In order to verify that the differential regulation of UDPGP actually translated into differences in the levels of glycogen, we measured the glycogen content of HepG2 cells transiently transfected with two different shRNAs against NOX1 or with control shRNA. The glycogen content of NOX1 reduced cells was elevated 2.7 (z = 2.037, p = 0.021) and 2 fold (z = 2.761, p = 0.003), respectively as compared to control cells (Fig. 5). In addition, overall metabolic activity was determined using the Alamar Blue assay [34]. Compared to control cells, metabolic activity was decreased in NOX1 reduced HepG2 cells. (S4 Fig.).

Fig 5

NOX1 regulates glycogen content in HepG2 cells.

Glycogen levels were assessed in HepG2 transiently transfected with two shRNAs against NOX1 or with control shRNA. NOX1 reduced HepG2 cells produce more glycogen than shCtr expressing cells (right). Differences in glycogen levels were tested in a linear mixed effect model with cell line as predictor and replicate (N = 4) as random factor (one-tailed post-hoc z test). NOX1 depletion was confirmed be Western blot analysis (left).

Discussion

The NADPH oxidase subunit NOX1 has been related to tumor biology in several cancer entities [3,5,6]. However, the pathways which are controlled by NOX1 in tumor cells are not well defined. In this study we aimed to identify cellular processes dependent on the presence of NOX1 in HepG2 cells. Using differential display 2DE followed by MS/MS analysis we identified 17 protein functions which were dependent on the level of NOX1 expression. Several of them were involved in glucose, glutamine, lipid and nucleotide metabolism, providing support for a possible role of NOX1 in metabolic remodeling of hepatic tumor cells.

NOX1 and tumor specific metabolic remodeling

Tumor cells are known to exhibit a metabolic shift towards increased glycolysis with most of the resulting pyruvate being converted to lactate, even under aerobic conditions, while the tricarboxylic acid (TCA) cycle and the oxidative phosphorylation activity are reduced. This phenotype is known as the Warburg effect [37]. Tumor cell metabolic remodeling also includes increased lipid synthesis and decoupling of glucose and glutamine utilization yielding to a sustained production of amino acids and nucleotides, aimed to support an increased proliferation rate [38]. In this study, 2DE-based proteomic profiling of HepG2 cells indicated that NOX1 controls several proteins relevant for regulating glucose and glutamine metabolism as well as lipid and nucleotide synthesis, providing support for a regulatory function of NOX1 in hepatic tumor metabolism.

Glucose metabolism

To increase the availability of glucose for glycolysis, tumor cells typically inhibit glucose storage into glycogen. Our results showed that a decrease in NOX1 expression induces in both HepG2 and HuH-7 cells an increase in the abundance of UTP-glucose-1-phosphate uridylyltransferase (UDPGP, EC = 2.7.7.9) (Fig. 4 and S3 Fig.), which catalyzes the synthesis of UDP glucose, a glucosyl donor and direct precursor for glycogen biosynthesis (Fig. 6). UDPGP has previously been found down regulated in hepatocellular carcinoma (HCC) as compared to normal liver tissue [39], while low glycogen content has been associated in hepatoblastoma (HB) with rapid tumor growth [40] and poor outcome [41]. Indeed, reduction of NOX1 enhanced glycogen levels in shNOX1 cells (Fig. 5).
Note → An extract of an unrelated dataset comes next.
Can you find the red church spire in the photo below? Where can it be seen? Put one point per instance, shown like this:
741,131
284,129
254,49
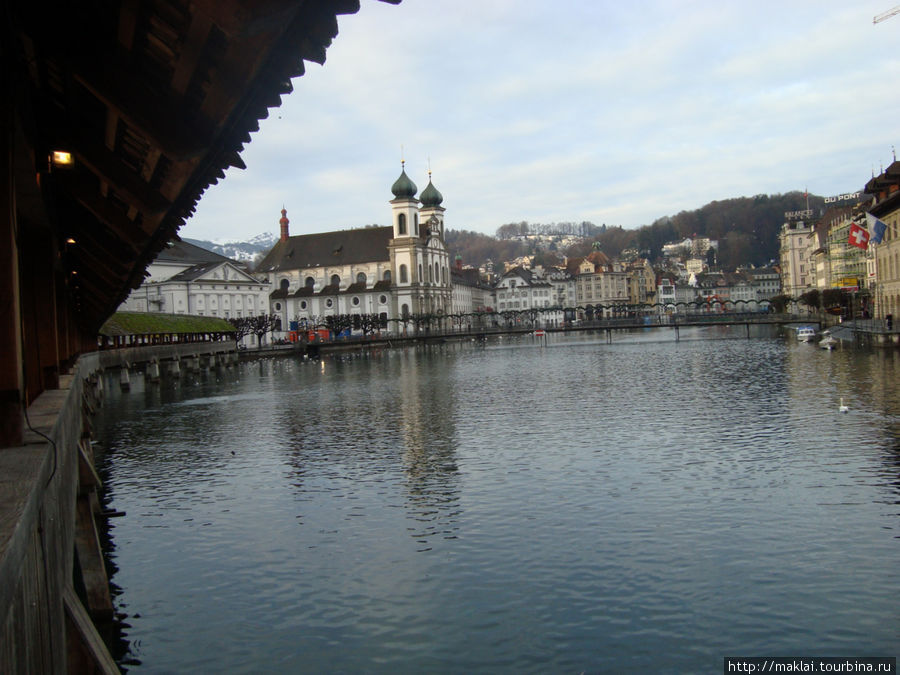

In support, NOX3, another NOX homologue, has previously been shown to mediate a decrease in glycogen levels in response to TNF-α in HepG2 cells [42] and NOX suppression was shown to decrease glucose uptake and lactate generation in pancreatic tumor cells [43]. Collectively these data indicate that NOX1 has a role in limiting glycogen synthesis in hepatic tumors implicitly increasing glucose availability for glycolysis.

Fig 6

Overview of the metabolic pathways regulated by NOX1.

Proteins differentially expressed in control vs. NOX1 reduced HepG2 cells are involved in glucose, glutamine, nucleotide and lipid metabolism. α-KG—α-ketoglutarate, OAA—oxaloacetic acid, PEP—phosphoenolpyruvate, TAG—triacylglycerol, TCA cycle—tricarboxylic acid cycle.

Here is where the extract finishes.